Bank of America is launching an agribusiness finance unit at its Chicago subsidiary and staffing it with specialists hired away from some of the biggest agriculture banks in the Midwest.

Farm lenders in the region said the giant San Francisco bank's push would add a major new competitor to the bevy of $3 billion- to $10 billion- asset banks in the Midwest that finance large grain, dairy, and pork producers.

"I have never competed with Bank of America for anything," said the head of agriculture lending at a midsize commercial bank in Illinois, who wished not to be named. "But I expect to real soon."

At the same time, Bank of America could fill a void in several states, particularly Illinois. Virtually no Illinois "agriculture bank" - defined as one having 25% or more of its total loans in agriculture - is larger than $300 million of assets. For banks smaller than that, loan-to-one- borrower limits restrict their ability to lend to many corporate farms.

Bank of America said it expects to target producers in the "food and fiber system" with revenues of at least $10 million or as much as $500 million. As a result, its entry may have little effect on community bank lenders.

"That doesn't worry me much," said Bill Dale, head of agriculture lending at Farmers National Bank of Geneseo, Ill., a $178 million-asset bank. "Their target market would exceed the revenues of the bulk of our clientele."

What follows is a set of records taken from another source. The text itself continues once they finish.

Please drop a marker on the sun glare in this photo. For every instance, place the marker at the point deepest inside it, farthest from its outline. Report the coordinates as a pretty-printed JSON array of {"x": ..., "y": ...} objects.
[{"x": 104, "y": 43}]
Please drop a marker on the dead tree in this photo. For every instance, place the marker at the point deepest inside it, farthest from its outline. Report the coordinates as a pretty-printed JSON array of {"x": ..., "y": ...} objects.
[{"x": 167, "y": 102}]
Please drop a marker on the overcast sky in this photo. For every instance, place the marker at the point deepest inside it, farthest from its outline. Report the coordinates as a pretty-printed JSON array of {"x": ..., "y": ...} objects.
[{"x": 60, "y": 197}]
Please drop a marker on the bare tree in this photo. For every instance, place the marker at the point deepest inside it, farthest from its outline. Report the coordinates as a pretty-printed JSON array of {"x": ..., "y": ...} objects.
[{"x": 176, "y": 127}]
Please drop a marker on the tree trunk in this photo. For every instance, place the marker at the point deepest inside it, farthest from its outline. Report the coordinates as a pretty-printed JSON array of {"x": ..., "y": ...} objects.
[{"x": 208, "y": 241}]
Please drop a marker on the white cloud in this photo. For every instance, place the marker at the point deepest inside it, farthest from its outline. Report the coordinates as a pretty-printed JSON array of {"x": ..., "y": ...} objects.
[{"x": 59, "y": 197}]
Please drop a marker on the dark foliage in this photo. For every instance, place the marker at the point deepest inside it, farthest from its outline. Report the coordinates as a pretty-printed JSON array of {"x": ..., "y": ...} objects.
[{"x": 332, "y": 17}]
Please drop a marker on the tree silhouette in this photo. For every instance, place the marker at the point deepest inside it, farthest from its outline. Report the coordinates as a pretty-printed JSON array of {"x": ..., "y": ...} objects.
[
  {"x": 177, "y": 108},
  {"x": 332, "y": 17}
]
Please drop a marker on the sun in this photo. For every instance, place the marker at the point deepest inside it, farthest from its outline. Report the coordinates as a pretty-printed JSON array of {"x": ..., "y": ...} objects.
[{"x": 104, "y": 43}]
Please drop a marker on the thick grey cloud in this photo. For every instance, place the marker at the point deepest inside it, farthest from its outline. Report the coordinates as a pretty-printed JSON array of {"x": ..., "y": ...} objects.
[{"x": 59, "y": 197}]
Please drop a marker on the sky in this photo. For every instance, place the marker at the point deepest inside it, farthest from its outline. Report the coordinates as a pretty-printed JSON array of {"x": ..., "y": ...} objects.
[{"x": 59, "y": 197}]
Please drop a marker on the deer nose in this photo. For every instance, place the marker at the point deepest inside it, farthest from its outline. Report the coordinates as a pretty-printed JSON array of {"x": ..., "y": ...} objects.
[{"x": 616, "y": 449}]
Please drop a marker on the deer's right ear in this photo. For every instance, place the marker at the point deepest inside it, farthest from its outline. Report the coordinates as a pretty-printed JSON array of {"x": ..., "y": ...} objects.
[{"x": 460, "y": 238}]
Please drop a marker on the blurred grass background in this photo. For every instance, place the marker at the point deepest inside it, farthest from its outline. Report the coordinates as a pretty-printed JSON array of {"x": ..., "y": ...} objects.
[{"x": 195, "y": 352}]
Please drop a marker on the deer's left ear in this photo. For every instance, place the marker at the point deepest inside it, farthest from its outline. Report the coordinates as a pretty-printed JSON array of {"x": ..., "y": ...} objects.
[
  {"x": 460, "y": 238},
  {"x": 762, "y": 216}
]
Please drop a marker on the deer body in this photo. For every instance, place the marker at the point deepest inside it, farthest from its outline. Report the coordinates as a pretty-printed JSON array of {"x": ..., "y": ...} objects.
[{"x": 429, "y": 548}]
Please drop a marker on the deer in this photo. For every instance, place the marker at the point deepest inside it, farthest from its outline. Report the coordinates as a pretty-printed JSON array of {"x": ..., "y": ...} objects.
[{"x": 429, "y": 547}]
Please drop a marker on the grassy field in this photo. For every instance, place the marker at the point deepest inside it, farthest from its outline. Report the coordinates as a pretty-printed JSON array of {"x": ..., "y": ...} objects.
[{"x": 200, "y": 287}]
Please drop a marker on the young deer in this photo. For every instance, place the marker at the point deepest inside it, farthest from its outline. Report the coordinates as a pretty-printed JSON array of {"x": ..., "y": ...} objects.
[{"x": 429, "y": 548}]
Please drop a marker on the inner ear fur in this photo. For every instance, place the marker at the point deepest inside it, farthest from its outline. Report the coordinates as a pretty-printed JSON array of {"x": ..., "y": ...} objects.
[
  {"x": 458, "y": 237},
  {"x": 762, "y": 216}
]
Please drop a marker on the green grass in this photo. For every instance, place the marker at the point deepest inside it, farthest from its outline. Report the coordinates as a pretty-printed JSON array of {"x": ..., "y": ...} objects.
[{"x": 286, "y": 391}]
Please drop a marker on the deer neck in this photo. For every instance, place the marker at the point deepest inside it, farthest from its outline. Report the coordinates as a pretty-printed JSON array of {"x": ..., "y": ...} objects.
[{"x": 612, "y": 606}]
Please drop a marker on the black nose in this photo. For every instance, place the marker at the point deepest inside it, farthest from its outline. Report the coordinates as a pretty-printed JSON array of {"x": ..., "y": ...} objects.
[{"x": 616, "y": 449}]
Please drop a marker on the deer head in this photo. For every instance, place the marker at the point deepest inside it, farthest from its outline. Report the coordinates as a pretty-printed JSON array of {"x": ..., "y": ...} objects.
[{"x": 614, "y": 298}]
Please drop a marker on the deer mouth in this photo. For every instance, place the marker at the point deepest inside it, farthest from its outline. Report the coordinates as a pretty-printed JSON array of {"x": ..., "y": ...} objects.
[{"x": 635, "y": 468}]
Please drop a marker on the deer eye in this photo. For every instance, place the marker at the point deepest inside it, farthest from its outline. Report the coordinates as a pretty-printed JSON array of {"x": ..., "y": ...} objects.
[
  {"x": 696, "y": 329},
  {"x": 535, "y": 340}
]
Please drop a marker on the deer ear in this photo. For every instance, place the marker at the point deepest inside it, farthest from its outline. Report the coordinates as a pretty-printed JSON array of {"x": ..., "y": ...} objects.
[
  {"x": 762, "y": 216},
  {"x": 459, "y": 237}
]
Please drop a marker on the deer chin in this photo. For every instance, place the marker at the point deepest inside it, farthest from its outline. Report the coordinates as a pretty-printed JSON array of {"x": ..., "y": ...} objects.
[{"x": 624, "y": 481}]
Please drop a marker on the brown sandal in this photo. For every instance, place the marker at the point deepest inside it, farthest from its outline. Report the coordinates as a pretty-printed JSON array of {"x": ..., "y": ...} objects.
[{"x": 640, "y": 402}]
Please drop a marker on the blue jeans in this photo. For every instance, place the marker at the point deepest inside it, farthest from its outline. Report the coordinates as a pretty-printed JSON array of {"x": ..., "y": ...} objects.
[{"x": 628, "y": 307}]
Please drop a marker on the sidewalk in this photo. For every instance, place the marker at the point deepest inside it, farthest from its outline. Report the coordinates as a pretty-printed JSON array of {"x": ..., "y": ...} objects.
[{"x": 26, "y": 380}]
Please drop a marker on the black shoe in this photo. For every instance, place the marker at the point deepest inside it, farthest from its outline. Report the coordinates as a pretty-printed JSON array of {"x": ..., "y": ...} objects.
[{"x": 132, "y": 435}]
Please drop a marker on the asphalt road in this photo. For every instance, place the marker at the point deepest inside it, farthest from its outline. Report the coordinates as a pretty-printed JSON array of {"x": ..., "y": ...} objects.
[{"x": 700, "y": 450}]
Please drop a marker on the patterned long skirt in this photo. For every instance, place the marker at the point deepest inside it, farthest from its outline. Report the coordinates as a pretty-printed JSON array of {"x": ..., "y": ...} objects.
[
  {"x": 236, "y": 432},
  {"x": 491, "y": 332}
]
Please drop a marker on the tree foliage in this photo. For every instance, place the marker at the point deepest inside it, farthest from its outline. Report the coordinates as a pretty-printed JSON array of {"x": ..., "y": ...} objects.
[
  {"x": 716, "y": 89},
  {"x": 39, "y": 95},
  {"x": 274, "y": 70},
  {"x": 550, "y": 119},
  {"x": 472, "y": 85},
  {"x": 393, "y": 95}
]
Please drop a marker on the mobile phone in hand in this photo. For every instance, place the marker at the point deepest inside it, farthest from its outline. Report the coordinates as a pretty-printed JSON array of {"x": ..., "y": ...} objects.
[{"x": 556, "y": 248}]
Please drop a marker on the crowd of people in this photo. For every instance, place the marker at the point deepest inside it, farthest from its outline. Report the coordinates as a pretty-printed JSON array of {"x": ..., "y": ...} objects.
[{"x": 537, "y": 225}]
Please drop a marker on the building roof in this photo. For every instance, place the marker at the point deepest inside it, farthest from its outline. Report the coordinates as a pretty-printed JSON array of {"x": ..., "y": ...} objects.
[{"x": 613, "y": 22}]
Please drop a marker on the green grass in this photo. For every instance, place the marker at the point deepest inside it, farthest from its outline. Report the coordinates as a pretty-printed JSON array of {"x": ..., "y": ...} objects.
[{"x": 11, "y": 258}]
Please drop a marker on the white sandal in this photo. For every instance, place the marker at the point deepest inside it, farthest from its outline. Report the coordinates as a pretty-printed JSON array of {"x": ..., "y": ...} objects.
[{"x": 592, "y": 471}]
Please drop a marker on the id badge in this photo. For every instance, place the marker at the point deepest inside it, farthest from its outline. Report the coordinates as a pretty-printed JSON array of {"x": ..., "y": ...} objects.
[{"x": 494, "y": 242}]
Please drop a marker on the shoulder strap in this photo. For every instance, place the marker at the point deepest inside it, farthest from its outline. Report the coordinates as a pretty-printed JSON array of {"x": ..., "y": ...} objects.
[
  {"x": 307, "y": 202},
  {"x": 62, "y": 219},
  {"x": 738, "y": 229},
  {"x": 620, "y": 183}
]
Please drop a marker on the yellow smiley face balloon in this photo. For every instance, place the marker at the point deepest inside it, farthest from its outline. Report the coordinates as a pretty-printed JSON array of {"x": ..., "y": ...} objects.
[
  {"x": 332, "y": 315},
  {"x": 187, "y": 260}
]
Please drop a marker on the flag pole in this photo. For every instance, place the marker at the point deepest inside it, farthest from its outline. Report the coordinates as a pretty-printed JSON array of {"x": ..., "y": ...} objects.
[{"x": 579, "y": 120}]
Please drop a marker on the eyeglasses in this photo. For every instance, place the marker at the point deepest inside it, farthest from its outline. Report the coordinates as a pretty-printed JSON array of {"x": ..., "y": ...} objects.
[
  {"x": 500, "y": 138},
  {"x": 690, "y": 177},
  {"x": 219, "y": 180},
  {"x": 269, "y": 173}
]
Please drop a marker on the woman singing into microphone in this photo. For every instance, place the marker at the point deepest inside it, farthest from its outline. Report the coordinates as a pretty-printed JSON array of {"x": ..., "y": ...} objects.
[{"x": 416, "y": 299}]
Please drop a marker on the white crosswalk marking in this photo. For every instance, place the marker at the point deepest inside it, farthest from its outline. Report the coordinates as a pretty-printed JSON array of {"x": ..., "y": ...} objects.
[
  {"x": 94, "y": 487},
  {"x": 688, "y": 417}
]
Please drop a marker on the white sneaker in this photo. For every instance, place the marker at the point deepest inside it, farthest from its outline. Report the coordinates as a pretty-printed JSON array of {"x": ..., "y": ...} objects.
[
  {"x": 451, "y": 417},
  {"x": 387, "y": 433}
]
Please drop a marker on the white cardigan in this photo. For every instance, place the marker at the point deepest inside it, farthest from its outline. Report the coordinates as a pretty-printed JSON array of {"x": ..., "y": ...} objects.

"Their floor would be" higher "than our ceiling," agreed another Illinois farm banker.

Bank of America's Midwest agriculture operation, therefore, will go up against an elite group of large lenders in the agriculture business: primarily Minneapolis' Norwest Corp., Chicago's Harris Trust and Savings Bank, the Farm Credit System, and Dutch-owned Rabobank.

"We expect to play strongly upon our knowledge and experience base, product range, capital-raising expertise, and international capabilities to meet the expanding needs of the market," said Mark Acheson, executive vice president and head of commercial banking at Bank of America Illinois.

Bank of America veteran Barton Francour, a senior vice president, is heading up the division and will report to Mr. Acheson.

The unit has hired Edward L. Cooper 3d away from Harris Trust and Stephen W. Phillips away from Rabobank's Chicago office. It's also put John W. Weubbe from Bank of America's Sacramento, Calif., agribusiness division on its staff.

Bank of America is already one of the biggest agriculture lenders in the West, primarily to California's wine industry. The flagship California bank has $1.2 billion of farm credits, which is 1.3% of its total loans.

Its Illinois bank, however, consists of what was Continental Bank. Continental was a corporate lender and has never had an agriculture business. Mr. Francour and crew will thus be starting from scratch.